Step 3. DDPM Loss 유도

  1. \(L_T = D_{KL}(q(x_T | x_0) \| p(x_T))\) : regularization loss
    마지막 상태 \(x_T\)에서 확률분포 q, p의 차이를 최소화
    noise 주입 정도인 \(\beta_t\)는 미리 정해둔 schedule에 따른 상수값(fixed)이므로
    \(q(x_T | x_0)\)는 training과 관계없이 \(x_T\)가 항상 Gaussian 분포를 따르도록 한다.
    \(x_T\)가 Gaussian 분포를 따르므로 \(q(x_T | x_0)\)와 \(p(x_T)\)는 거의 유사하고,
    결과적으로 둘의 KL divergence인 \(L_T\)는 항상 0에 가까운 값을 가지므로 training에서 \(L_T\) term은 제외

  2. \(L_{t-1} = D_{KL}(q(x_{t-1} | x_t, x_0) \| p(x_{t-1} | x_t))\) : denoising process loss
    현재 상태 \(x_t\)가 주어질 때 이전 상태 \(x_{t-1}\)가 나올 확률 분포 q, p의 차이를 최소화

  3. \(L_0 = - log p_{\theta} (x_0 | x_1)\) : reconstruction loss
    q를 sampling했을 때 \(p_{\theta} (x_0 | x_1)\)를 최대화하여 (MLE) 확률분포 q, p의 차이를 최소화
    전체적으로 봤을 때 \(L_0\)는 무수히 많은 time step \(T \sim 1000\) 중 단일 시점에서의 log likelihood 값이므로
    값이 너무 작아서 training에서 \(L_0\) term은 제외

Let’s only minimize the second term
\(E_{x_{1:T} \sim q(x_{1:T}|x_0)}[\sum_{t=2}^{T} L_{t-1}] = E_{x_{1:T} \sim q(x_{1:T}|x_0)}[\sum_{t=2}^{T} D_{KL}(q(x_{t-1} | x_t, x_0) \| p(x_{t-1} | x_t))]\)

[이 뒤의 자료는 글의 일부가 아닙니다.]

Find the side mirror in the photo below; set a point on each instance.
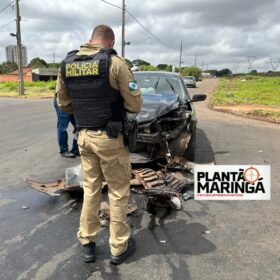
(199, 97)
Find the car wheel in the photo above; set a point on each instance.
(190, 151)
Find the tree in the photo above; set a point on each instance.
(168, 68)
(162, 66)
(8, 67)
(53, 65)
(148, 68)
(38, 63)
(224, 72)
(191, 71)
(254, 72)
(140, 62)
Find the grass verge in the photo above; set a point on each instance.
(249, 90)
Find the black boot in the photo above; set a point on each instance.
(131, 248)
(89, 252)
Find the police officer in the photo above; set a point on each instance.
(98, 86)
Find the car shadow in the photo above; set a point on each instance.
(171, 243)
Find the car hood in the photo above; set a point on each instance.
(156, 105)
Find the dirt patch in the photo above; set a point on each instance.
(247, 107)
(253, 111)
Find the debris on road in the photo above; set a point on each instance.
(25, 207)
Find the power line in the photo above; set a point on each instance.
(94, 10)
(5, 7)
(7, 24)
(148, 31)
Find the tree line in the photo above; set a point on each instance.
(8, 67)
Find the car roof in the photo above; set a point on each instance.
(157, 73)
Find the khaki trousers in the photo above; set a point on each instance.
(104, 158)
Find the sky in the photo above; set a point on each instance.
(215, 34)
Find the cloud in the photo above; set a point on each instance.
(220, 33)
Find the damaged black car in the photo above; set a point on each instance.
(167, 121)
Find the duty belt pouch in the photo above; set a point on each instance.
(132, 136)
(113, 129)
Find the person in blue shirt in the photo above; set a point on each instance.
(63, 120)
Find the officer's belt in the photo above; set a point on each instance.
(93, 128)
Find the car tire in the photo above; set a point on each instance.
(190, 151)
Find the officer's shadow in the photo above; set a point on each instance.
(170, 240)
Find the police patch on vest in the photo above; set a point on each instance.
(132, 86)
(82, 68)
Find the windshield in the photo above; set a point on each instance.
(160, 84)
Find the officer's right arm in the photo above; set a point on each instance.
(62, 95)
(129, 89)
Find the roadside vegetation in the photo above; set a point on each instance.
(261, 94)
(32, 89)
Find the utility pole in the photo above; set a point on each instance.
(19, 52)
(180, 59)
(251, 60)
(123, 27)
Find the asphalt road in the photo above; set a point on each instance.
(206, 240)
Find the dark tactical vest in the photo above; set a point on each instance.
(94, 101)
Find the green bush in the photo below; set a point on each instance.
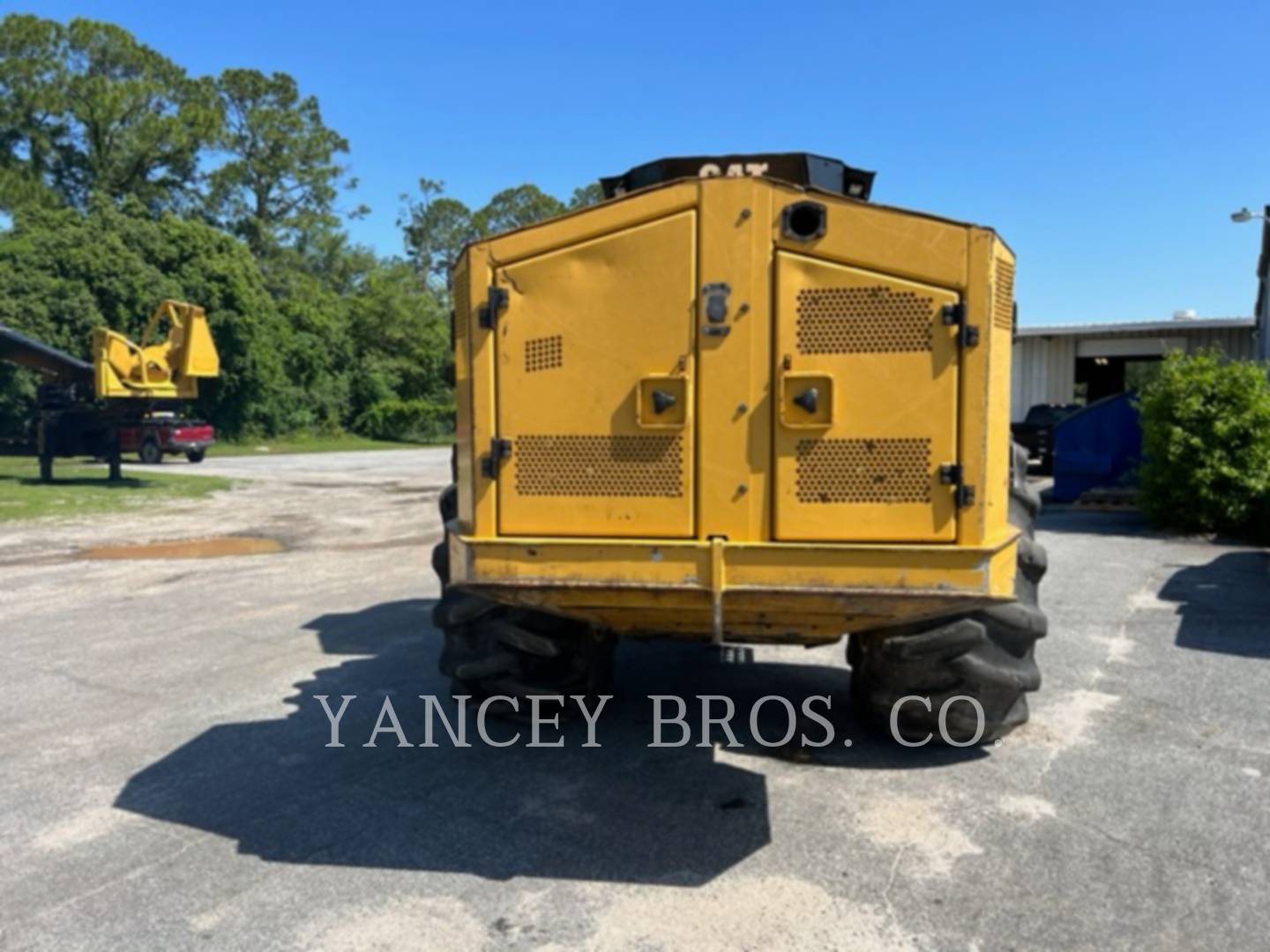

Step 4. Gaussian param. \(\mu, \sigma\)로 KL-divergence 나타내기

Step 5. Only Minimize the second term in Diffusion Loss

\[E_{x_{1:T} \sim q(x_{1:T}|x_0)}[\sum_{t=2}^{T} L_{t-1}]\] \[= E_{x_{1:T} \sim q(x_{1:T}|x_0)}[\sum_{t=2}^{T} D_{KL}(q(x_{t-1} | x_t, x_0) \| p(x_{t-1} | x_t))]\]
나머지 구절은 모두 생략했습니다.